少年と出会い

 むかしの話だ。ぼくがまだなにも知らなかったころの話。

 ぼくの住んでいたニューラグーン州はいわゆる逆3角形とも長靴とも形をしているのだが、その南、つま先の部分に小さな2つの島がある。フィルメ諸島という。


 かれの名前はグリルシュタインという。むかしは軍隊で将校として大活躍していたというが、いまではその面影はまったくない。軍からもらう年金で酒を呑みながらその日暮らし。

「あのマヌケを助けたのはオレなんだぜ」

 みたいな武勇伝を皆に語り、皆からは

「はいはい、そうですね」

 と、生暖かい目で見られながら、受け入れられている。そんな男である。

 この男の家には地下室があって、そこには酒樽やら食料庫やらが置いてあるらしい。

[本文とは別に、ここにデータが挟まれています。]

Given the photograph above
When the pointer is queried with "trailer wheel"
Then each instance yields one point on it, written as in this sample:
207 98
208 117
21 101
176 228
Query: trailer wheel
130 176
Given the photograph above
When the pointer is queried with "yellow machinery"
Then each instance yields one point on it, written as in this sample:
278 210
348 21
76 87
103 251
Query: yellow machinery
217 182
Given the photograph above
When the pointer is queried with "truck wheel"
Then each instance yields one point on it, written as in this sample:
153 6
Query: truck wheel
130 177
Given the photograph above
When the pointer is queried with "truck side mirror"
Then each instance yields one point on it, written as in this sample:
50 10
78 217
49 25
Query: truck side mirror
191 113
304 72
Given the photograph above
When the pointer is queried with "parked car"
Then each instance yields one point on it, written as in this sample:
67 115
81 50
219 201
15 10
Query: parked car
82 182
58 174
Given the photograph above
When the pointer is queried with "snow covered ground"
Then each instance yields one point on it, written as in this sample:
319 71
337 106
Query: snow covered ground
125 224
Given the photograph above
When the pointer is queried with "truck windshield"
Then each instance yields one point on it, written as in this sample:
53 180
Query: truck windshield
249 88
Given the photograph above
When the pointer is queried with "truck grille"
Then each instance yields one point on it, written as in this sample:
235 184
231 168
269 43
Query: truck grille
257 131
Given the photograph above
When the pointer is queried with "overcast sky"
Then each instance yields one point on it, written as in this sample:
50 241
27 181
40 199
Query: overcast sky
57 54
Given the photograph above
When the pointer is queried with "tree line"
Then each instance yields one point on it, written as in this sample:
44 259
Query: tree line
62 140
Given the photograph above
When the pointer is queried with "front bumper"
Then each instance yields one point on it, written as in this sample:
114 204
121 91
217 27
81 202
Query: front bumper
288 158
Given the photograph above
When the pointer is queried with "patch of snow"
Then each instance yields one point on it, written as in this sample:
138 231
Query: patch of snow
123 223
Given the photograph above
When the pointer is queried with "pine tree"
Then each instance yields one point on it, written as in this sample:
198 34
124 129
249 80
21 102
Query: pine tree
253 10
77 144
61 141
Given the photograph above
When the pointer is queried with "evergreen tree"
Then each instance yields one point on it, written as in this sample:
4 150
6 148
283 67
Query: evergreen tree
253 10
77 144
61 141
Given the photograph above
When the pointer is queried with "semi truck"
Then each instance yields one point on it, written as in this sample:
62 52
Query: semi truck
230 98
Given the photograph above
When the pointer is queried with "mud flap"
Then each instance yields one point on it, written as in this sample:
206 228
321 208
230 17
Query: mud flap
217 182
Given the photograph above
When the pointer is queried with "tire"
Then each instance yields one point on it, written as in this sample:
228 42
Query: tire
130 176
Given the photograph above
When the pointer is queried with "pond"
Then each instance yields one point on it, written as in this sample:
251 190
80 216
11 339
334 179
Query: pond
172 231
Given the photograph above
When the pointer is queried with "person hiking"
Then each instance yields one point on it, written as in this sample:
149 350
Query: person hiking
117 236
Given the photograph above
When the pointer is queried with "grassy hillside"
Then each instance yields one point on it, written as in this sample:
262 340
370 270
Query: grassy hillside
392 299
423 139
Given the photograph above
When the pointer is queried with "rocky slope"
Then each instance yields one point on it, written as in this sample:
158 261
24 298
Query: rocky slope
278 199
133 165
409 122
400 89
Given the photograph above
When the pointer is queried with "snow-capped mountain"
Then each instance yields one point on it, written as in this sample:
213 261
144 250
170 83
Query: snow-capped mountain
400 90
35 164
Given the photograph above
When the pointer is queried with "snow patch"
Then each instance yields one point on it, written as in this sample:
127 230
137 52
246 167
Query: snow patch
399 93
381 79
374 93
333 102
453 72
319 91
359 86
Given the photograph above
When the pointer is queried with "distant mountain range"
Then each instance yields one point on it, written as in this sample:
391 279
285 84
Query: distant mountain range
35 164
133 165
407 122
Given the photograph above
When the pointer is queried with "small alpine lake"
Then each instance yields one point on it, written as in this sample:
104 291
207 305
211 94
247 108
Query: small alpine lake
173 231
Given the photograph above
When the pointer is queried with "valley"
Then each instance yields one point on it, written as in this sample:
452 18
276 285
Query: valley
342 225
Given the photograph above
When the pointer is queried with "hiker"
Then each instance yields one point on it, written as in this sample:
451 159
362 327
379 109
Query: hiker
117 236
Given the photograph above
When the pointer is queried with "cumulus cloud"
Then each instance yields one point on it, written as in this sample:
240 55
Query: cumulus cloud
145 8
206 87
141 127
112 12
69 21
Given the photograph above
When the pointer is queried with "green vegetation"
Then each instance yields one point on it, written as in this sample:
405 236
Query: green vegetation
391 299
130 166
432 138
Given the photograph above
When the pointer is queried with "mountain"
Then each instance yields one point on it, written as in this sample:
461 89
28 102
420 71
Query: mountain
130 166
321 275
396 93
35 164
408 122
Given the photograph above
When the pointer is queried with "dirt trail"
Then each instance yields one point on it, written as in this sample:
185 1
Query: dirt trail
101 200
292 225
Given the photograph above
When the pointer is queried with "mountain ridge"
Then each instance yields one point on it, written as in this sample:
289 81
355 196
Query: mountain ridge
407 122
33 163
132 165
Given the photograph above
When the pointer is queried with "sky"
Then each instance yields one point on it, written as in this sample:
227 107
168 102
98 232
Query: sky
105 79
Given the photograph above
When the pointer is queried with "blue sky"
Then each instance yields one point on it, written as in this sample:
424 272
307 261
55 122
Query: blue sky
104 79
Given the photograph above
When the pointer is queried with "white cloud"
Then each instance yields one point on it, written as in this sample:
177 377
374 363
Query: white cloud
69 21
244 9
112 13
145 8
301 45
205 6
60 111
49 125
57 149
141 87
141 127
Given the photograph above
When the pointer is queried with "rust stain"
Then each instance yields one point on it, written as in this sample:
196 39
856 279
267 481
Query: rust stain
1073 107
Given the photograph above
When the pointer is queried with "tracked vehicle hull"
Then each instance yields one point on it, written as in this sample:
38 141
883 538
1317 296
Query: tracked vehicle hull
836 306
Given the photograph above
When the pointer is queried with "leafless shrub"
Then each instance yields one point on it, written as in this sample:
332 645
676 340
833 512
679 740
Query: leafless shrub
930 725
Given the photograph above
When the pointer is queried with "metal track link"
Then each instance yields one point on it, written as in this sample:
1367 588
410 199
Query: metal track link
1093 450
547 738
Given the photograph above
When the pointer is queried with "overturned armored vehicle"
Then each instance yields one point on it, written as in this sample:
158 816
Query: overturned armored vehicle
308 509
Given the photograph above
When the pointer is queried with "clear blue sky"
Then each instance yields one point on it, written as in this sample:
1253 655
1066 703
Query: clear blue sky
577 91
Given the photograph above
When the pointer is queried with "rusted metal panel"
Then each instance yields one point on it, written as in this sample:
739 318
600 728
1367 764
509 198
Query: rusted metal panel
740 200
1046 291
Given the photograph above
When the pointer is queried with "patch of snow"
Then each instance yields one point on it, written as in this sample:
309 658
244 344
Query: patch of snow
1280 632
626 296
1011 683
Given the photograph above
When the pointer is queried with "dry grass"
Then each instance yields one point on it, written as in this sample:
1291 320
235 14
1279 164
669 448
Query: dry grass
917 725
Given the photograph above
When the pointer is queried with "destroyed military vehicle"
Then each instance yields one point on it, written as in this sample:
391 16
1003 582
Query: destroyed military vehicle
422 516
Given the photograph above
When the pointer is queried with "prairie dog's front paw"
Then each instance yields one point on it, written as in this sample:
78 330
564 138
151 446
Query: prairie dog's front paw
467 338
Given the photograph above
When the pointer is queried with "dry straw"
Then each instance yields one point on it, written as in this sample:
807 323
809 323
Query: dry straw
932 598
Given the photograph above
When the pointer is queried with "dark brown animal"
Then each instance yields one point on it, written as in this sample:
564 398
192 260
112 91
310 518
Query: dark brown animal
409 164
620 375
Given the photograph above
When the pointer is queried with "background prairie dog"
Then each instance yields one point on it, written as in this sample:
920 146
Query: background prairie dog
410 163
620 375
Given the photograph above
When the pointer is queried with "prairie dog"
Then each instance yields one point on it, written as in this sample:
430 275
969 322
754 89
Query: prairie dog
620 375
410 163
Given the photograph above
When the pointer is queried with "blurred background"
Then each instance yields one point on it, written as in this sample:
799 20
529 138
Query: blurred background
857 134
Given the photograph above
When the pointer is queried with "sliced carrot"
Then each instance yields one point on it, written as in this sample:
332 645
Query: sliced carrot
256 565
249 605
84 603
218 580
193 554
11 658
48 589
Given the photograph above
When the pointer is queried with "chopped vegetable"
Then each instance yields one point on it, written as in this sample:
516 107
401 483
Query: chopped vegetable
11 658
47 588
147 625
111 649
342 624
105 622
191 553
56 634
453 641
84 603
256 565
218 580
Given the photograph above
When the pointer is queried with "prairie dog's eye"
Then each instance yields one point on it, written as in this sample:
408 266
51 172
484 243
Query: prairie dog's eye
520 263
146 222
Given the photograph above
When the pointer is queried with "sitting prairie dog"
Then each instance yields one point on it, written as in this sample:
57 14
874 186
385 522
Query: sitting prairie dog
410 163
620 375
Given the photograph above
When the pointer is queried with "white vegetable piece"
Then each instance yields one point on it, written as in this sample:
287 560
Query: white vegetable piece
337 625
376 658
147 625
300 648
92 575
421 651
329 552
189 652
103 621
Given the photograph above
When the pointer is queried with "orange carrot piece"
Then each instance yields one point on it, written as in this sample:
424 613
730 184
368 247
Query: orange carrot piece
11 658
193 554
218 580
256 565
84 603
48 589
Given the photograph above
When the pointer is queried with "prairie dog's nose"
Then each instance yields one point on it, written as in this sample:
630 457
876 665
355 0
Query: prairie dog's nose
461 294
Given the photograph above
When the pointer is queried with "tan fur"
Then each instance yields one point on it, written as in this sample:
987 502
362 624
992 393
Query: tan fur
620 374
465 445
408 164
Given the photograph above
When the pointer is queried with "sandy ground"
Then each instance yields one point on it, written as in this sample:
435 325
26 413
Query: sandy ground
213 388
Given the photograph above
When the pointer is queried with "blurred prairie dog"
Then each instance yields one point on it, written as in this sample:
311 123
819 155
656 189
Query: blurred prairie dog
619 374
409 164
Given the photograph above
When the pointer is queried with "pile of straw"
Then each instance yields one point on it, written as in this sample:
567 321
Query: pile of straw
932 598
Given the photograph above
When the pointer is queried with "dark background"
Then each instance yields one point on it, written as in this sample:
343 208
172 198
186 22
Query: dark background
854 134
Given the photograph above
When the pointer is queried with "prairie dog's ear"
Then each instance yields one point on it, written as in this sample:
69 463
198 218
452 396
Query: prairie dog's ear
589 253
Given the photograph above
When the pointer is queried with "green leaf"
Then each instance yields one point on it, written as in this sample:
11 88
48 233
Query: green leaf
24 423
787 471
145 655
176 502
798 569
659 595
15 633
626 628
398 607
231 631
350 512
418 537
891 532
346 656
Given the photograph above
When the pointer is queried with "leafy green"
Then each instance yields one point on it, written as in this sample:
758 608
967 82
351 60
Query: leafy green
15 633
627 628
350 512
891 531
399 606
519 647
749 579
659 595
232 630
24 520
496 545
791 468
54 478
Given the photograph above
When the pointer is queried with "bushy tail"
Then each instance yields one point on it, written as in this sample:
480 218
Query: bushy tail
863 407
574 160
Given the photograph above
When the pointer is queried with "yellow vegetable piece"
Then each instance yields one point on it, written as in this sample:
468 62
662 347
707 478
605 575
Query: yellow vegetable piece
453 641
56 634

そして時々そこに忍び込んで盗み食いをする奴がいるのだそうだ。

「まったく困ったもんだぜ!」

 と、彼は言うけれど、本当に困っているようにはとても見えない。むしろ楽しそうな顔をしている。

 ぼくは彼の家に遊びに行ったことはない。行ったことがないどころか、彼の顔を見たこともない。でも噂だけは聞いている。

 彼が酔っぱらうたびに言っているからだ。

「オレ様はこの世にひとりしかいないグリルシュタインっていう名前の人間だがよお! あいつはちげえんだよ! ふたりもいるんだぜ!? 信じられねえ話だよなあ!!」

 彼いわく、双子なのだそうだ。双子の兄弟がいて、そいつがもうひとりのグリルシュタインを名乗っているのだという。

 しかし、いくらなんでもそれはありえないだろうと思う。だってグリルシュタインというのは姓であって名前ではないはずだもの。

 だからきっと嘘だと思う。けど……。もし本当だったとしたらどうなるんだろうか? 2人目のほうはなんと名乗ってるんだろうか? それを知る方法はただひとつ。彼に直接会って聞くことだけだ。

 さて、どうやって確かめたものか……と考えているうちに夜になった。寝ようと思ってベッドに入ったのだが、どうにも眠れないので、ぼくは起き出して、台所でお茶を飲みはじめた。

 するとそこで思わぬ出来事が起きた。

 玄関の鍵を開ける音がして、扉が開かれたのである。こんな時間に誰がきたのかと思ったら……なんとやってきたのは、例の彼であった。

「おうっ!! 誰かいるなー!?」

 彼はそう言って部屋を見回した。

 ぼくは慌てて隠れようとしたが遅かった。すぐに見つかってしまったのだ。しかもなぜか彼は、まるでぼくのことをよく知っているかのように言ったのである。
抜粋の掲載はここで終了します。